DeFoG: Discrete Flow Matching for Graph Generation
Yiming Qin, Manuel Madeira, Dorina Thanou, Pascal Frossard
TL;DR
DeFoG introduces Discrete Flow Matching for Graph Generation, a framework that decouples training and sampling in graph diffusion, enabling flexible, efficient sampling via a continuous-time Markov chain denoising process. By predicting marginal clean-node/edge distributions with a permutation-equivariant neural network and using a decoupled rate-matrix design at sampling time, it achieves state-of-the-art performance on synthetic and molecular graphs with only a fraction of the sampling steps required by diffusion models. The authors provide theoretical guarantees linking training objectives to sampling dynamics, and they thoroughly explore a rich design space—time distortions, target guidance, and stochastic priors—supported by extensive ablations and conditional generation experiments.

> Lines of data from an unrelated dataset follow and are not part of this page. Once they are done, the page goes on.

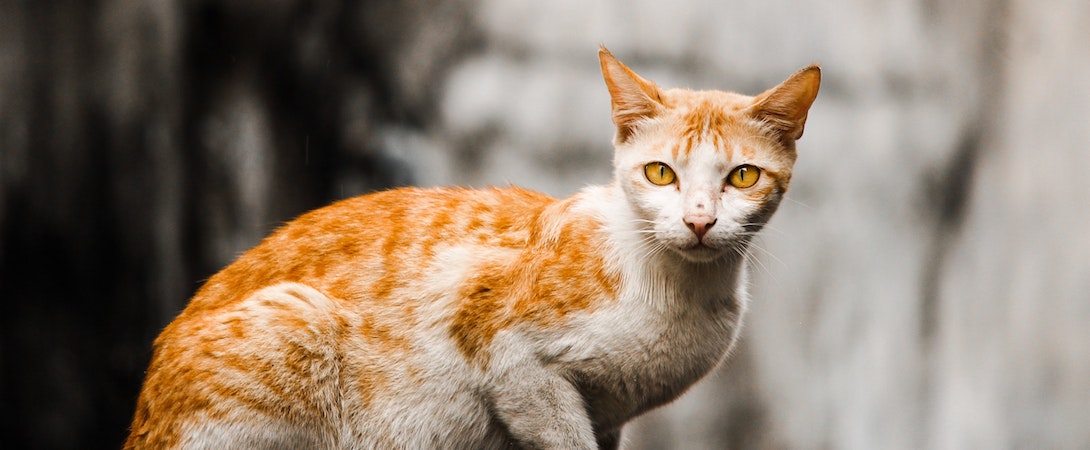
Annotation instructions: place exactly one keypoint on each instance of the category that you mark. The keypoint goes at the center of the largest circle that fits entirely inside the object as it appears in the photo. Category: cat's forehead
(710, 121)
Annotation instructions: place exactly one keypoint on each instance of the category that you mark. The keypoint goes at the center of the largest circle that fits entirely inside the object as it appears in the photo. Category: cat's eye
(743, 175)
(658, 173)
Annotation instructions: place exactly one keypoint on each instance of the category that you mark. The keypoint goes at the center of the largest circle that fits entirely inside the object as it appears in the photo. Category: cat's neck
(650, 271)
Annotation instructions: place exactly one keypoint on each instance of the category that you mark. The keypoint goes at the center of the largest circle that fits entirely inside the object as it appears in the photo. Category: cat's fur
(458, 318)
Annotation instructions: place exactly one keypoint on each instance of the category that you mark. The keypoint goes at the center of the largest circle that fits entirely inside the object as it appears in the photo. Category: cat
(460, 318)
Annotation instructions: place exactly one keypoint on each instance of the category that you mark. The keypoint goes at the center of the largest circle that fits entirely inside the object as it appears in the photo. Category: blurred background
(927, 284)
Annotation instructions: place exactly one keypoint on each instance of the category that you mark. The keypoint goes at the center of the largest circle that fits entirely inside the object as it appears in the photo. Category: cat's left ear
(785, 107)
(633, 98)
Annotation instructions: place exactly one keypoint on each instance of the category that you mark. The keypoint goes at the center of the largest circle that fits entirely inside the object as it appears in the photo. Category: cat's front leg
(540, 408)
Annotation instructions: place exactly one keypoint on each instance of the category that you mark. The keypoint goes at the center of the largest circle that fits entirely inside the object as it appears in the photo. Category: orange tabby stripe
(366, 254)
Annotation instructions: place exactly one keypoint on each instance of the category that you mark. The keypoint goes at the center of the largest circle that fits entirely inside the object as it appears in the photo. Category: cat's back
(365, 279)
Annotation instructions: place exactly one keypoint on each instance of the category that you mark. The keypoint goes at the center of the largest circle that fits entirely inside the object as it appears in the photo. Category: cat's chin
(699, 253)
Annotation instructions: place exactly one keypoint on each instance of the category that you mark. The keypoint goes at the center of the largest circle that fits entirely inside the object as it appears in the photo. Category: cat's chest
(643, 355)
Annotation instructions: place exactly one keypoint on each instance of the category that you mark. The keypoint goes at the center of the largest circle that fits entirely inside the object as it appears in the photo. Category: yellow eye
(743, 175)
(658, 173)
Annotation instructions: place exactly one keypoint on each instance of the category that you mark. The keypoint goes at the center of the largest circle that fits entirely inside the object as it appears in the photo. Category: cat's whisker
(786, 198)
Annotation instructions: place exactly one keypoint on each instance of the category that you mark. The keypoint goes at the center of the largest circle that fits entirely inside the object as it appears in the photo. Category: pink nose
(700, 226)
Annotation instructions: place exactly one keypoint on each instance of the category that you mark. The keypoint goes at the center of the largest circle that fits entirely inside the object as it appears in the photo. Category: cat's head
(703, 171)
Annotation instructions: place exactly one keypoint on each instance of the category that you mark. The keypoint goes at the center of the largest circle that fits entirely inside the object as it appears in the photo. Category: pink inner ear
(632, 97)
(786, 106)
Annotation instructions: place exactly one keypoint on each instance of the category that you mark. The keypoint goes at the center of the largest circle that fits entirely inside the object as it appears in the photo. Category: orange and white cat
(455, 318)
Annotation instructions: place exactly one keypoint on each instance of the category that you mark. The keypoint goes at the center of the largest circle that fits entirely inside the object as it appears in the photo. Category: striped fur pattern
(493, 318)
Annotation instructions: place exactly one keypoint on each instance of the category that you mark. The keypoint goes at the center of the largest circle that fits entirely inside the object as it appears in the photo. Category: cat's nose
(700, 225)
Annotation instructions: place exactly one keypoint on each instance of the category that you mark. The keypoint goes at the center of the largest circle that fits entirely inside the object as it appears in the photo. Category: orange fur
(455, 317)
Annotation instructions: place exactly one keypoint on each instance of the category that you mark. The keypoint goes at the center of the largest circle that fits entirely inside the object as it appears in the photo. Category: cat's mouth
(700, 252)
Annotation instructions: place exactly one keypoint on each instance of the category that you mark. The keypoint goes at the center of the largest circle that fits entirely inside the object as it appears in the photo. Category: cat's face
(703, 171)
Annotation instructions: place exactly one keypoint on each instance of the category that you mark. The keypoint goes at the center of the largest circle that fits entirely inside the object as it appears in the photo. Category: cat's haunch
(460, 318)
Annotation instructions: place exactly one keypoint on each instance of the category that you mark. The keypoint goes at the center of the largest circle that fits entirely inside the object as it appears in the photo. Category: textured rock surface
(925, 286)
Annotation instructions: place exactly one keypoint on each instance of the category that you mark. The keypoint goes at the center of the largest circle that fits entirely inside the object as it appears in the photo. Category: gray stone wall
(927, 284)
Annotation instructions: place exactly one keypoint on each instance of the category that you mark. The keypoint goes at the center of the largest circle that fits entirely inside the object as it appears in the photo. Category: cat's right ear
(633, 98)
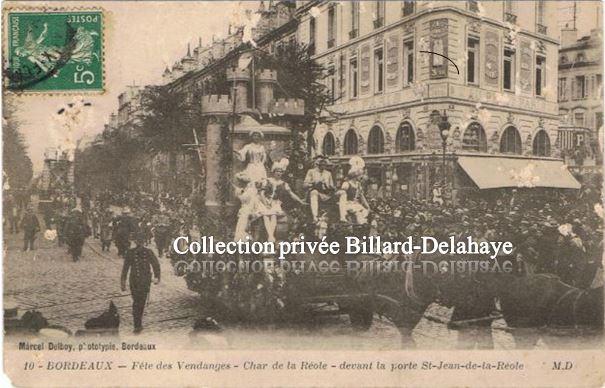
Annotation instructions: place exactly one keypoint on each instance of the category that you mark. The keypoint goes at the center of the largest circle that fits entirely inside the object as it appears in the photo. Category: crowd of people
(555, 232)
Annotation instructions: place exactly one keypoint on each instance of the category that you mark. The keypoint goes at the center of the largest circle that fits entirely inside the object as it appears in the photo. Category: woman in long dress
(255, 157)
(272, 193)
(249, 210)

Overall, DeFoG offers a scalable, flexible approach for high-quality graph generation with provable grounding and practical efficiency gains.
Abstract
Graph generative models are essential across diverse scientific domains by capturing complex distributions over relational data. Among them, graph diffusion models achieve superior performance but face inefficient sampling and limited flexibility due to the tight coupling between training and sampling stages. We introduce DeFoG, a novel graph generative framework that disentangles sampling from training, enabling a broader design space for more effective and efficient model optimization. DeFoG employs a discrete flow-matching formulation that respects the inherent symmetries of graphs. We theoretically ground this disentangled formulation by explicitly relating the training loss to the sampling algorithm and showing that DeFoG faithfully replicates the ground truth graph distribution. Building on these foundations, we thoroughly investigate DeFoG's design space and propose novel sampling methods that significantly enhance performance and reduce the required number of refinement steps. Extensive experiments demonstrate state-of-the-art performance across synthetic, molecular, and digital pathology datasets, covering both unconditional and conditional generation settings. It also outperforms most diffusion-based models with just 5-10% of their sampling steps.